Hacker News new | ask | show | jobs
by josmala 2119 days ago
As a Zen2 owner I'm very disappointed in VPGATHERDD througput, that's so 2013. On the other hand I like the loop and call instruction performance a lot.
2 comments

That gather needs to issue 8 independent loads. It's never going to be fast, and I think there's a strong argument that you don't even want to spend the transistors on all the extra load/store units required. The goal of scatter/gather instructions is that they should be demonstrably faster than assembling the values in scalar code, and beyond that... meh.

If you're doing random access to memory like that, you're probably out of the realm of what is appropriate in vector code and should be looking at other hardware (c.f. a GPU's texture units) to manage your memory access.
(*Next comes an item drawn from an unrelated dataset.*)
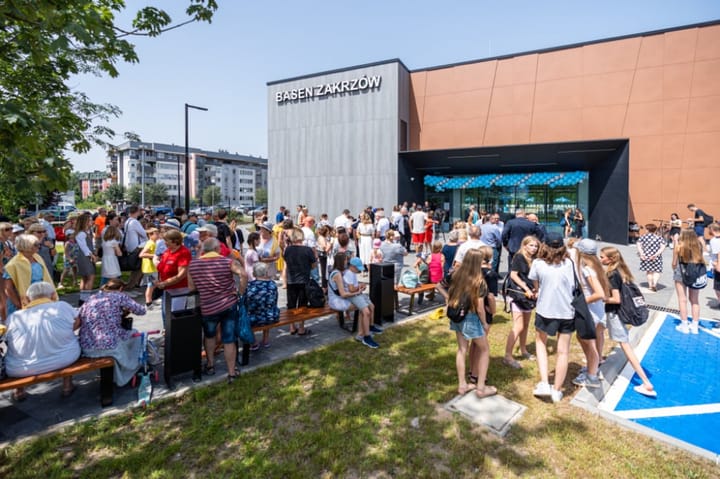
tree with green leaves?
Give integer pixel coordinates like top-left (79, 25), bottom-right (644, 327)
top-left (0, 0), bottom-right (217, 215)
Don't GPUs optimize gathers within the same cache line to effectively be a single fetch from memory and then shuffle? I would assume that's the purpose of VPGATHERDD: not so much for a vector of addresses like (0x1000, 0x2000, 0x3000, 0x4000), where there's no alternative other than to issue 4 loads, but rather for a vector of nearby addresses like (0x2010, 0x2004, 0x2008, 0x2000), where the CPU can coalesce the fetches into one (like PSHUFD with a memory operand does). Gather instructions are especially good when your addresses are usually in the same cache line, but don't have to be—stuff like mipmapped texture lookups in fragment shaders.
I don't think that's the case on most CPUs; VPGATHERDD on Skylake, Icelake, etc, all issue the same 4/8/16 port2,3 uops regardless of what the addresses are.
Its theoretically possible to run gather as fast as one cache line per cycle instead of one SIMD lane per cycle. I don't think anyone has thrown that much permute hardware at the problem, though. Its only profitable if you believe that scatter and gather do have cache locality even when they don't have regularity.
I believe the Xeon Phi series implemented gather this way.
Isn't AVX512 basically cacheline-instructions?
That's the way normal SIMD loads work, yeah.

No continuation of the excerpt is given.